I social network stanno però modificando anche la fruizione stessa del Web, che in Italia a volte diventa sinonimo di Facebook. Dall’altro le discussioni e i confronti fra gli utenti su queste piattaforme contribuiscono a creare interesse per i temi proposti da altri media, come i siti di informazione, incrementandone l’utilizzo. “Difficile capire quale sia l’effetto preponderante di Facebook sui media tradizionali”, continua Rangone. “L’approccio di chi ha sviluppato progetti in questo ambito è stato al momento quello di “buttare il cuore al di là dell’ostacolo” credendo fortemente nel mezzo e nelle sue potenzialità, senza avere ancora la possibilità di misurare oggettivamente i risultati.

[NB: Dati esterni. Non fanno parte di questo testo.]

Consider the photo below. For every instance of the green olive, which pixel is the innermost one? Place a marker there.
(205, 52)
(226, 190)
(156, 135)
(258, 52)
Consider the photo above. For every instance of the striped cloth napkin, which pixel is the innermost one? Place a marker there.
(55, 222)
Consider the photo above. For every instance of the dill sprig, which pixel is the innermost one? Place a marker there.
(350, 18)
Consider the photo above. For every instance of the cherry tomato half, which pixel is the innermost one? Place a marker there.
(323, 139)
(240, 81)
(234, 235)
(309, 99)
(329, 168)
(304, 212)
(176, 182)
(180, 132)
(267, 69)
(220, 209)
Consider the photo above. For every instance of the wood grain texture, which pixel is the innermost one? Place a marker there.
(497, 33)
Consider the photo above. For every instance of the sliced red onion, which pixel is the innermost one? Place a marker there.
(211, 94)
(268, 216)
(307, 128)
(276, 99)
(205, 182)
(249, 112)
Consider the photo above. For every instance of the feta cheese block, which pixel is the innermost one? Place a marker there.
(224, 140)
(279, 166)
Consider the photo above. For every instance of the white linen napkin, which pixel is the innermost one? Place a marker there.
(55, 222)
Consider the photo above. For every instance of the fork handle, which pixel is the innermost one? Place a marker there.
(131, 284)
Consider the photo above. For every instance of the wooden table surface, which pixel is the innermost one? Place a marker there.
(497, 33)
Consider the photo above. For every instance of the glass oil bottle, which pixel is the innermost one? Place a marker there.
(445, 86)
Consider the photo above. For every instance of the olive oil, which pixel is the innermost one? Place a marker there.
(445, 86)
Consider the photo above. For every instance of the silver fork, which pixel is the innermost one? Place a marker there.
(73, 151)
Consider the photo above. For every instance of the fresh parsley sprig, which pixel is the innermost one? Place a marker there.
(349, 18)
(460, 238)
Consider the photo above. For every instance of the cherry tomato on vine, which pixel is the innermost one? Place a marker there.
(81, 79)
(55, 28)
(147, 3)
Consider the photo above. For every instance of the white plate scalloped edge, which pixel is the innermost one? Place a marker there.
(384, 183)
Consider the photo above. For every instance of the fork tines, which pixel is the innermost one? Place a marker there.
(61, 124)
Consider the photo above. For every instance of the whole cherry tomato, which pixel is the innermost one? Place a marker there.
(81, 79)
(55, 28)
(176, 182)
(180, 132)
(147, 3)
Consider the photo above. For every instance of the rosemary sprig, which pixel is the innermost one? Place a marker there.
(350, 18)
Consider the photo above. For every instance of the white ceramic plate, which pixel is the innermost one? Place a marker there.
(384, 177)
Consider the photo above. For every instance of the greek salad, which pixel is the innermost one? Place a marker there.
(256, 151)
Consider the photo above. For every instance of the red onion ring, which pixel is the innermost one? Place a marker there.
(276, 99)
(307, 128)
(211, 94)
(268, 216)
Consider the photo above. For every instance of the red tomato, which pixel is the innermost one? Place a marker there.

E Internet rischia di morire per mano degli app store
Il secondo fenomeno di natura evolutiva che ha caratterizzato il Web nel 2010 è la proliferazione dei Video che vengono utilizzati da qualsiasi editore presente online per arricchire la propria offerta. Gli utenti unici mensili che fruiscono in Italia di video online sono quasi 15 milioni, pari al 60% degli utenti Internet attivi. Nel 2010 si sono innescate anche due dinamiche completamente nuove: il lancio dell’iPad che “inventa” una nuova famiglia di terminali per l’accesso ai contenuti Internet, e la trasmigrazione dal mondo degli smartphone al mondo dei pc del concetto di Application Store. Questi due fenomeni, secondo il Politecnico di Milano, stanno portando ad un cambiamento del concetto stesso di Internet, che si allontana non poco da quello a cui siamo stati abituati fino ad oggi. Dando quindi ragione alle teorie di Chris Anderson, direttore di Wired, che quest’estate decreto la morte della Rete proprio per mano del crescente traffico legato ai negozi di applicazioni. Da noi gli editori hanno sviluppato 221 applicazioni diverse per smartphone e 126 per iPad legate a prodotti editoriali. Nel primo caso la parte del leone la fanno i periodici con il 44% delle applicazioni disponibili (ma sono solo il 4% dei periodici esistenti in edicola), seguiti dal 24% dei quotidiani (uno su due ha una sua applicazione), il 20% delle radio (presenti sugli app store nel 70% dei casi) e delle tv che sono ferme al 12% (8% delle emittenti italiane ha una sua app). A gennaio 2011, il 5% delle testate analizzate, quotidiani, periodici, canali tv e radio, ha un’applicazione appositamente dedicata su iPad. La maggior parte fa riferimento a testate cartacee visto che i tablet, stando al Politecnico, costituiscono una piattaforma particolarmente adatta all’esperienza di lettura di contenuti multimediali. In realtà nella maggior parte dei casi le applicazione prese in esame dalla ricerca si sono dimostrate una mera trasposizione su iPad della testata cartacea.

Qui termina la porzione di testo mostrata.